Deeper exploration of the (still not completely understood) pathogenesis of AD may be the key to designing novel therapeutic approaches. With this aim, Gil et al. investigated the progression of nuclear alterations in granular neurons of the dental gyrus, which is a complex structure of the human hippocampus, during three different stages of AD: early, intermediate, and late [9]. The researchers evaluated chromatin markers, the components of nuclear lamin; epigenetic histone modifications related to chromatin condensation; and autophagy in post-mortem brain tissues. The collected findings suggest that the nuclear pathology in cells of the dental gyrus is critical in AD from an early stage of the disease. Moreover, the clinical progression of the disease is characterized by an increasing genome dysfunction, finally leading to cognitive decline.

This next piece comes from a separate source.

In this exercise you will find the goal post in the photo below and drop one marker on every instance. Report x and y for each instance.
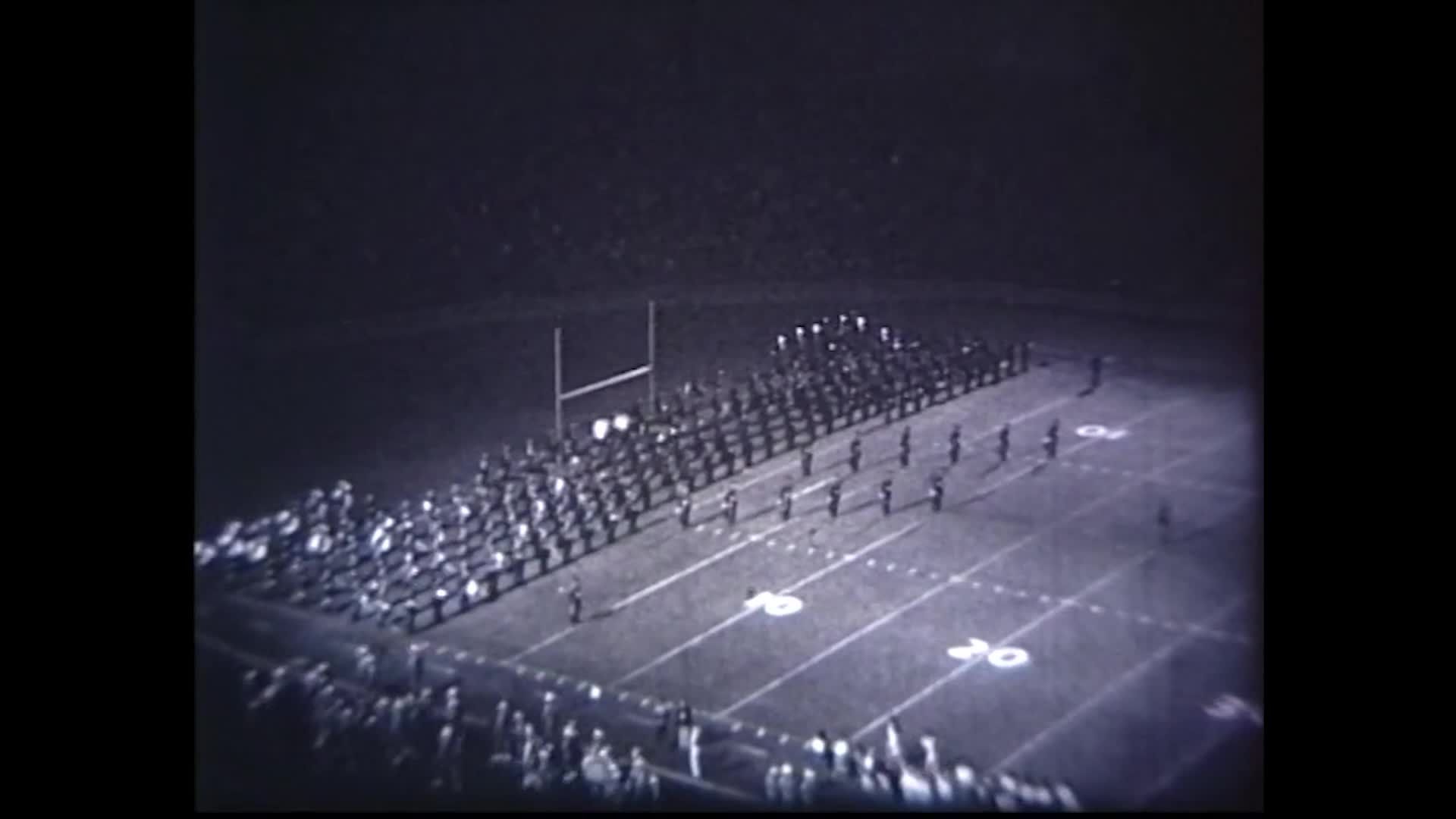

The aforementioned articles clearly demonstrate the high complexity of AD. Rao et al.’s review stresses this concept and provides solid literature evidence supporting the need for a personalized, multi-therapeutic approach to fighting this disease [10]. It is undeniable that none of the mono-therapeutic drugs tested to date have been proven to significantly delay or reverse AD. Some recent clinical trials have demonstrated a decrease in disease progression (with transient attenuation of symptoms), but none have shown a real improvement in the cognitive trajectory of patients. In the authors’ view, the major reason behind these failures lies in the fact that any drug addressing a single abnormality (Aβ, tau, or neuroinflammation) cannot be successful due to the multifactorial and multifaceted nature of AD. This neurodegenerative disease is characterized by a multitude of abnormalities affecting the brain, but also the periphery. The authors described some of these physiopathological conditions, such as insulin resistance, metabolic syndrome, chronic inflammation, hypovitaminosis D, hormonal deficiencies, hyperhomocysteinemia, exposure to metals and chemicals, and infections [11,12]. A multi-therapeutic program (based on improvement in quality of sleep and diet, physical and mental exercise, etc.) that simultaneously approaches these factors and is optimized according to each individual’s genetics may be a promising effective approach to AD treatment.